Personal care red flags
Nursing homes are notorious for patient falls. Sadly, upwards of 1,800 nursing home residents die each year from the injuries they suffer in a fall. Even nonfatal injuries can cause your parent to suffer such things as head trauma, broken bones, neck or back injuries, bruising and fear of falling again
If and when your parent falls, or you suspect that (s)he may have done so, it likely was because staff members did not provide the help and assistance needed when (s)he needed it. This is a common nursing home problem. If your parent is feeble and/or unsteady on his or her feet, nursing home personnel should provide assistance every time (s)he needs to walk to the bathroom, dining room, etc. If, however, no one comes to his or her aid when (s)he presses the buzzer or call light, eventually (s)he will attempt to get there on his or her own. This is precisely when (s)he is the most likely to fall.

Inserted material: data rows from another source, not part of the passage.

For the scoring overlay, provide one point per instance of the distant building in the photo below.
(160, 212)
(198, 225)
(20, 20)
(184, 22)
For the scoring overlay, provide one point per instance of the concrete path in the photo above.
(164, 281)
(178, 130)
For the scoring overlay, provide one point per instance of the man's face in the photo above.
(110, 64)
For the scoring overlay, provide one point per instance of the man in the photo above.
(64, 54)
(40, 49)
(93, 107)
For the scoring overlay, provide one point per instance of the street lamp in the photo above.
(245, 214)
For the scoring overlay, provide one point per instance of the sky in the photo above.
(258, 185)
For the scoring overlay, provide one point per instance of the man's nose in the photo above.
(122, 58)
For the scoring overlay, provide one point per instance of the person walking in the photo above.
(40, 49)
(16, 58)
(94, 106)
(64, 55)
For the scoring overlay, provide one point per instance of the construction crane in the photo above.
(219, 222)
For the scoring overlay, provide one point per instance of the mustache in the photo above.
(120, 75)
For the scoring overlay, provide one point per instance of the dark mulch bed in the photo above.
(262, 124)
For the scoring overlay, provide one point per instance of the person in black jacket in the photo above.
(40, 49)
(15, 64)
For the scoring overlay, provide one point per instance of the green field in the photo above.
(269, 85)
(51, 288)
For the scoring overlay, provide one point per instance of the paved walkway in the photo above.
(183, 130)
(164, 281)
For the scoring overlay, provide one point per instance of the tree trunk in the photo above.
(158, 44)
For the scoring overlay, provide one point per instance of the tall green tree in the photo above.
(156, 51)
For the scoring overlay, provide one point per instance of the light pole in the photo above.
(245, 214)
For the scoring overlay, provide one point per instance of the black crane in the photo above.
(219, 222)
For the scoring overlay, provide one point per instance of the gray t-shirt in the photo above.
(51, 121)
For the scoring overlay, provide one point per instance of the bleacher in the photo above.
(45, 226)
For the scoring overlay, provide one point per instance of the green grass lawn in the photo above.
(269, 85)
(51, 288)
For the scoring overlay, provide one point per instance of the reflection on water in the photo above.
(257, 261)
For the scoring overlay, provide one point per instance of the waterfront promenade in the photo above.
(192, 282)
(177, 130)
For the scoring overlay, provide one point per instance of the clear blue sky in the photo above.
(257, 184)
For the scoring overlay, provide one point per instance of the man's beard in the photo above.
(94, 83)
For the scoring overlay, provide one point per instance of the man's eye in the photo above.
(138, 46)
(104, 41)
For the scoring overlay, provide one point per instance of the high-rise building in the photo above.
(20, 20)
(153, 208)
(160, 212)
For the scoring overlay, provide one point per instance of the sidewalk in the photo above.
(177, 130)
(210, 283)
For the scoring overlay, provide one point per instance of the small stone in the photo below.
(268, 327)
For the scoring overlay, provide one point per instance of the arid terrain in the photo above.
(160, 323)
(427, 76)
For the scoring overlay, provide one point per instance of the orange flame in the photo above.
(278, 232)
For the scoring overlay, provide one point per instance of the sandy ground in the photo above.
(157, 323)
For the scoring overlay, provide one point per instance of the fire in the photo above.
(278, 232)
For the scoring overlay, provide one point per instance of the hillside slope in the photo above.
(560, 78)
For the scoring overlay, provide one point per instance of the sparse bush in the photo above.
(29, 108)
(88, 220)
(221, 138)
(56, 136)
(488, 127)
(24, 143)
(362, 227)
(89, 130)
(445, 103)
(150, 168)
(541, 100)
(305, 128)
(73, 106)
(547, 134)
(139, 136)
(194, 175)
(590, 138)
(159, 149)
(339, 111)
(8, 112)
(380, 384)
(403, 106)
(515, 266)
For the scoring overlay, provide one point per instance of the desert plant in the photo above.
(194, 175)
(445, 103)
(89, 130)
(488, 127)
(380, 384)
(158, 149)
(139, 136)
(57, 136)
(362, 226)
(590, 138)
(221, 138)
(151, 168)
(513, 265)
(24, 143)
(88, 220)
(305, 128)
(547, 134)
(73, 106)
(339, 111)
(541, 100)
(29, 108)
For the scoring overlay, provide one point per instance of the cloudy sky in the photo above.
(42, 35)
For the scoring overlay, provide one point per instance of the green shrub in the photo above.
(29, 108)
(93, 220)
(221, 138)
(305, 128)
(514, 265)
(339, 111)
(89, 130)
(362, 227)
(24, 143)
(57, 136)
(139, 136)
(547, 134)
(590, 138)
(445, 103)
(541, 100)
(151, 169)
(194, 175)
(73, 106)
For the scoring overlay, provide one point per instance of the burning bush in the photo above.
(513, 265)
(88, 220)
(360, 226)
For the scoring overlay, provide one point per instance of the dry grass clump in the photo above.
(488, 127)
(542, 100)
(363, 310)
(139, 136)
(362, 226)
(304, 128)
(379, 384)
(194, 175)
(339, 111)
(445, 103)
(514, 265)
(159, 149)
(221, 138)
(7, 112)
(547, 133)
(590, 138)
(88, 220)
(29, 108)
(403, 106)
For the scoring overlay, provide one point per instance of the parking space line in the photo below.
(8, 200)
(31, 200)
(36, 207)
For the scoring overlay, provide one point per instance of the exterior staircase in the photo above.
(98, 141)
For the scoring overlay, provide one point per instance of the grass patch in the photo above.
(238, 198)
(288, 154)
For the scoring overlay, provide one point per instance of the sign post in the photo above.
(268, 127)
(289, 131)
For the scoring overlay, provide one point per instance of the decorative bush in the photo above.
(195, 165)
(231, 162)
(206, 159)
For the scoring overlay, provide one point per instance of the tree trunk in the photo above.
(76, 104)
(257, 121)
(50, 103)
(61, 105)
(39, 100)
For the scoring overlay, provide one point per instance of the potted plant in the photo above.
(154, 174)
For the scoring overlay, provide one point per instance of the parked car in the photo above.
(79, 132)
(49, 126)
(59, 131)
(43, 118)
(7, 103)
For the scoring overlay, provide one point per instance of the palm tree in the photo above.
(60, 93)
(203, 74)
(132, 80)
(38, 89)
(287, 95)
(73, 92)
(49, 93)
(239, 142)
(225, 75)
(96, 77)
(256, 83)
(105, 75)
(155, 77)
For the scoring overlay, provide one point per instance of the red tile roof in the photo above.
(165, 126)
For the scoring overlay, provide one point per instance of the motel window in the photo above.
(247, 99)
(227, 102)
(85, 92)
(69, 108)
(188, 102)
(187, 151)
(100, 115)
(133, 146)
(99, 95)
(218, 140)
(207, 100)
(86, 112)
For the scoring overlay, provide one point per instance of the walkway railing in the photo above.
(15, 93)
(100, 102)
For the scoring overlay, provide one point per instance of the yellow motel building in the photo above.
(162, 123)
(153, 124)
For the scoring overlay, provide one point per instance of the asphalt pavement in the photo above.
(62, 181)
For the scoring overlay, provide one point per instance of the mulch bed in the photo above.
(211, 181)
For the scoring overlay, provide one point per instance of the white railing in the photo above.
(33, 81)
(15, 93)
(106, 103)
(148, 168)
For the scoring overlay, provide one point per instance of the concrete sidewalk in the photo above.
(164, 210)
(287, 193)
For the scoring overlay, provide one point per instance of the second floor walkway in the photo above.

Always check your parent’s appearance each time you visit. If (s)he exhibits any of the following, the nursing home is neglecting him or her:
- Inadequate or inappropriate clothing
- Mouth or body odor
- Disheveled hair
- Overgrown fingernails or toenails
- Other signs of poor personal hygiene
Facility red flags
Some nursing homes have inadequate staff to appropriately care for their patients. Others fail to properly train their employees. Any of the following can be a red flag that your parent’s nursing home may be guilty of neglect:
- Caregivers who appear rushed or frantic
- Phones that ring too often and call lights that stay on too long
- Unfamiliar employees every time you visit
- People who refuse to answer your questions adequately and fully
- Your parent’s complaints about one or more specific caregivers
- Any signs of uncleanliness
Remember, your parent is not necessarily in the best position to assess the nursing home. (S)he is, after all, a patient. You, on the other hand, are an objective, responsible adult who needs to be your parent’s watchdog when it comes to the treatment (s)he receives or does not receive as the case may be. Your visits should be far more than “just” an opportunity to see the parent you love. You also should be observant and vigilant with regard to any sign of nursing home abuse or neglect.